Lock-free webserver using channels in Rust

Following on from my previous blog post about using Elm for the front end of a job scheduling app (kronuz), this blog post delves into the details of the Rust webserver and the methodology used to avoid shared mutable behind a Mutex. I arbitrarily enforced the constraint after using Elm, where there are no mutable references. The idea was to avoid conflating database mutation with database synchronisation. Since the kronuz webserver and database are simple, it was a good candidate to test an API purely based around channels.

The database definition is simply defined as two maps, one of the users, and one of the current sessions. Note that these are std::collections::HashMaps.

#[derive(Serialize, Deserialize)]
pub struct Db {
    usrs: HashMap<UsrId, User>,

    #[serde(skip)]
    sessions: HashMap<UsrId, Session>,
}

Upon the server starting, the database is deserialised and loaded into memory.
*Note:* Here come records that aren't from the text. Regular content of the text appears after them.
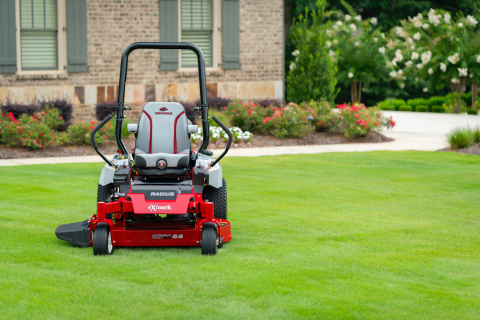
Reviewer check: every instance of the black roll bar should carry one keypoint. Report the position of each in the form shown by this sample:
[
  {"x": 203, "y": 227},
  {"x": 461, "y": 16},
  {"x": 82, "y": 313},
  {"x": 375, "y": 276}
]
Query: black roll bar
[{"x": 123, "y": 78}]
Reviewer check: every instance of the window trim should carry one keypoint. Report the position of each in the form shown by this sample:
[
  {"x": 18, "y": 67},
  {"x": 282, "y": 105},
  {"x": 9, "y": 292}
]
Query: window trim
[
  {"x": 61, "y": 40},
  {"x": 216, "y": 38}
]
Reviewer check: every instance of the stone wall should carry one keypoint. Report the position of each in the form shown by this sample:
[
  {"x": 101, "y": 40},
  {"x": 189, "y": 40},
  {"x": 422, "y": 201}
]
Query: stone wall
[{"x": 113, "y": 24}]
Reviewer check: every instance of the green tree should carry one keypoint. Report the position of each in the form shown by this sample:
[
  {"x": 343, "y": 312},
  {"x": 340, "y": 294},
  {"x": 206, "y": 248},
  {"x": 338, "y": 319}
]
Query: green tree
[
  {"x": 388, "y": 13},
  {"x": 312, "y": 74},
  {"x": 443, "y": 51},
  {"x": 356, "y": 45}
]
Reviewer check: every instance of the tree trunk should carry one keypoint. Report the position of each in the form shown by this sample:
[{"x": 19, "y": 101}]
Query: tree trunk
[
  {"x": 359, "y": 92},
  {"x": 452, "y": 90},
  {"x": 287, "y": 19},
  {"x": 459, "y": 89},
  {"x": 474, "y": 92},
  {"x": 353, "y": 87}
]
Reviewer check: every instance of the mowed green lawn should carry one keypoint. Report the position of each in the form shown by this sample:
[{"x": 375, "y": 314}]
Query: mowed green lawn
[{"x": 349, "y": 235}]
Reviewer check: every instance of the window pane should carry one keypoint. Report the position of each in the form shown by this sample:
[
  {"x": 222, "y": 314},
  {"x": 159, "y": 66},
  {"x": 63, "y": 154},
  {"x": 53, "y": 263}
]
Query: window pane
[
  {"x": 196, "y": 14},
  {"x": 38, "y": 21},
  {"x": 43, "y": 13},
  {"x": 39, "y": 49},
  {"x": 26, "y": 14},
  {"x": 203, "y": 39}
]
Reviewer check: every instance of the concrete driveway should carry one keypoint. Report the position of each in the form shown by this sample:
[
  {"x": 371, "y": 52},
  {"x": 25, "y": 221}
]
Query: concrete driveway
[{"x": 427, "y": 129}]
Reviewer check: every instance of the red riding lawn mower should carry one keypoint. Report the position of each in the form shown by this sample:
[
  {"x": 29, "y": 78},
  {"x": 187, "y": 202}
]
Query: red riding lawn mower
[{"x": 162, "y": 193}]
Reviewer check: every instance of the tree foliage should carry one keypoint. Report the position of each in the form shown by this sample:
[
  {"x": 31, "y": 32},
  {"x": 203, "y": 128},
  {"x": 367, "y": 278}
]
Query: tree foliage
[
  {"x": 355, "y": 45},
  {"x": 443, "y": 51},
  {"x": 312, "y": 74}
]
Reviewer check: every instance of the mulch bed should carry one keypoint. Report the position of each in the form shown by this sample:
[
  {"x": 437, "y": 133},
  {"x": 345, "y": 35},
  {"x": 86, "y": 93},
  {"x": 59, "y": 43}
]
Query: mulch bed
[
  {"x": 475, "y": 149},
  {"x": 258, "y": 141}
]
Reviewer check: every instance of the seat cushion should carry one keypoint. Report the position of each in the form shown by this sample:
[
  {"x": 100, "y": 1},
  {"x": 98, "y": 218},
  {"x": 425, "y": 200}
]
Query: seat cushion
[{"x": 145, "y": 160}]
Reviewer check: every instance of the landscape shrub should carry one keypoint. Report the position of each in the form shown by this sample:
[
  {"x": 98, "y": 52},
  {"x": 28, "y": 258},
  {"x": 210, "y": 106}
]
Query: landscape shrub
[
  {"x": 285, "y": 122},
  {"x": 435, "y": 101},
  {"x": 217, "y": 133},
  {"x": 34, "y": 106},
  {"x": 103, "y": 109},
  {"x": 17, "y": 109},
  {"x": 64, "y": 106},
  {"x": 416, "y": 102},
  {"x": 394, "y": 105},
  {"x": 460, "y": 138},
  {"x": 248, "y": 116},
  {"x": 466, "y": 97},
  {"x": 463, "y": 99},
  {"x": 216, "y": 102},
  {"x": 190, "y": 112},
  {"x": 438, "y": 109},
  {"x": 31, "y": 131},
  {"x": 290, "y": 121},
  {"x": 476, "y": 134},
  {"x": 405, "y": 108},
  {"x": 449, "y": 108},
  {"x": 358, "y": 121},
  {"x": 422, "y": 108},
  {"x": 268, "y": 102},
  {"x": 80, "y": 133}
]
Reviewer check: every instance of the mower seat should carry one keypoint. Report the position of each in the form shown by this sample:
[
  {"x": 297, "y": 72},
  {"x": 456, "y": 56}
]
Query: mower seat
[{"x": 163, "y": 145}]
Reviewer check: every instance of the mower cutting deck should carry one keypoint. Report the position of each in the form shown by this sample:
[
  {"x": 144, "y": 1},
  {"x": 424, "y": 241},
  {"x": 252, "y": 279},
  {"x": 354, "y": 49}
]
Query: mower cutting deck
[{"x": 162, "y": 193}]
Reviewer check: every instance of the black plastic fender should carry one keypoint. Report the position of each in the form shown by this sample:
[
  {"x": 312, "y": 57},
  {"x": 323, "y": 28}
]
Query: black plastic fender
[{"x": 77, "y": 233}]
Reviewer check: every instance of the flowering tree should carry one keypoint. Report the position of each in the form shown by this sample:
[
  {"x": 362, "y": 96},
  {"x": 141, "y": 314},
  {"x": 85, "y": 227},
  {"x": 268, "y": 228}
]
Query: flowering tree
[
  {"x": 439, "y": 49},
  {"x": 312, "y": 74},
  {"x": 356, "y": 46}
]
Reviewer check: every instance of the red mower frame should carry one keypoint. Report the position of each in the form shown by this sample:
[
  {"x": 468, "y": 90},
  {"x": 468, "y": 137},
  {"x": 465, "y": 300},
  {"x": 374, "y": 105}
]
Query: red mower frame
[{"x": 129, "y": 219}]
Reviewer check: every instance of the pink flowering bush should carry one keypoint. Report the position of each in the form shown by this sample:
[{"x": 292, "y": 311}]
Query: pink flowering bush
[
  {"x": 32, "y": 132},
  {"x": 290, "y": 121},
  {"x": 357, "y": 121}
]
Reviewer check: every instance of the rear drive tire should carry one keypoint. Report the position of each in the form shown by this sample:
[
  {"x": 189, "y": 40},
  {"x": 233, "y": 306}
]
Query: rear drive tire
[
  {"x": 209, "y": 239},
  {"x": 104, "y": 192},
  {"x": 219, "y": 198},
  {"x": 102, "y": 240}
]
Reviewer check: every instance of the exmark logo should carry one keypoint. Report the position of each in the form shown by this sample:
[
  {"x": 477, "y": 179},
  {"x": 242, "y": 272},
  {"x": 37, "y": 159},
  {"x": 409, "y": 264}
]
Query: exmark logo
[
  {"x": 163, "y": 111},
  {"x": 156, "y": 207},
  {"x": 162, "y": 194}
]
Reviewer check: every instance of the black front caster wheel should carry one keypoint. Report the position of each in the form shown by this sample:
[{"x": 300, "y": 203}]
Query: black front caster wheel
[
  {"x": 209, "y": 239},
  {"x": 102, "y": 240}
]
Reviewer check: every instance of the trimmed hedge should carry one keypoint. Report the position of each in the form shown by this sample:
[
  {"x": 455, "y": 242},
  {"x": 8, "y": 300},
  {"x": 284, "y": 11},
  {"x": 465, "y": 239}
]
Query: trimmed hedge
[
  {"x": 422, "y": 108},
  {"x": 416, "y": 102},
  {"x": 435, "y": 101},
  {"x": 104, "y": 109},
  {"x": 394, "y": 105}
]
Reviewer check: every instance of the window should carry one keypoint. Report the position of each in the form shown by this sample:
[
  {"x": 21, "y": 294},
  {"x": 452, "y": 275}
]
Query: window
[
  {"x": 197, "y": 27},
  {"x": 38, "y": 35}
]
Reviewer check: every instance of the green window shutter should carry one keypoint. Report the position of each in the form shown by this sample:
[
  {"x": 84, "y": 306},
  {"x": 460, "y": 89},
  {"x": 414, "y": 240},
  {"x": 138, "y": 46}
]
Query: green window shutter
[
  {"x": 231, "y": 34},
  {"x": 77, "y": 35},
  {"x": 38, "y": 34},
  {"x": 168, "y": 33},
  {"x": 197, "y": 28},
  {"x": 8, "y": 47}
]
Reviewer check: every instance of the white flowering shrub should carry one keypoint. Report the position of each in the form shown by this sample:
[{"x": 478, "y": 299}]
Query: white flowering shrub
[
  {"x": 444, "y": 52},
  {"x": 217, "y": 134}
]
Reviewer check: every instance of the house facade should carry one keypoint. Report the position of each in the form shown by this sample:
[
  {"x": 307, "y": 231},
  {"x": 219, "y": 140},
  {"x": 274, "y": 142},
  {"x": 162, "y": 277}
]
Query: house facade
[{"x": 72, "y": 48}]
This returns the database itSelf, it is not until a spawn call that the message loop is spun up. The spawn call consumes the database, setting up a bounded channel, and spawning the message loop with the database and the receiver of the channel. The webserver is backed by tokio, so the channels are tokio's variants. I also leak the sender, effectively letting the sender become a static reference that will live for the rest of the server's life. This is primarily done to gain copy semantics, rather than having to annotate a .clone() everywhere. This becomes especially ergonomic when working with closures and async blocks requiring move semantics, avoiding having to bind the clone to a temporary variable.

impl Db {
    pub fn spawn(self) -> DbTx { // consumes self
        let (tx, rx) = channel(100_000); // bounded channel
        tokio::spawn(run(rx, self)); // spawn the message loop (moving self)
        let tx = DbTx(Box::leak(Box::new(tx))); // leak the transmitter

        tx
    }
}

// the transmitter is a static reference.
#[derive(Copy, Clone)]
pub struct DbTx(&'static Sender<Dm>);

It would be nice if DbTx could be defined using something like lazy_static, so that it does not need to be passed as an argument into functions. Doing so would constrain how the message loop is constructed, since the creation of the channel is invoked through the spawn call, initialising the message loop. With lazy_static, the message loop would begin with the first access of the transmitter. This makes sequentially initialising the database impossible, something I want to avoid.

Fetching a user's project list

With the message loop running, the webserver then begins to process requests. The API was well suited for use with warp. As an initial example, let us walk through a GET of a user's list of projects. The warp filter is defined as a path, an auth filter, and the JSON reply.

fn project(tx: DbTx) -> BoxedFilter<(impl Reply,)> {
    let get_project_list = get()
        .and(path!("api" / "v1" / "prj" / "list"))
        .and(path::end())
        .and(auth(tx))
        .map(|x: User| reply::json(x.projects()));

    // ... other project filters
}

The auth filter is where we first utilise the database sender. The filter looks for two required cookies, a user ID and the session token. It then passes these, along with the sender, to the authenticate_session function. Here, the sender has two associated calls; get_usr and get_session_token.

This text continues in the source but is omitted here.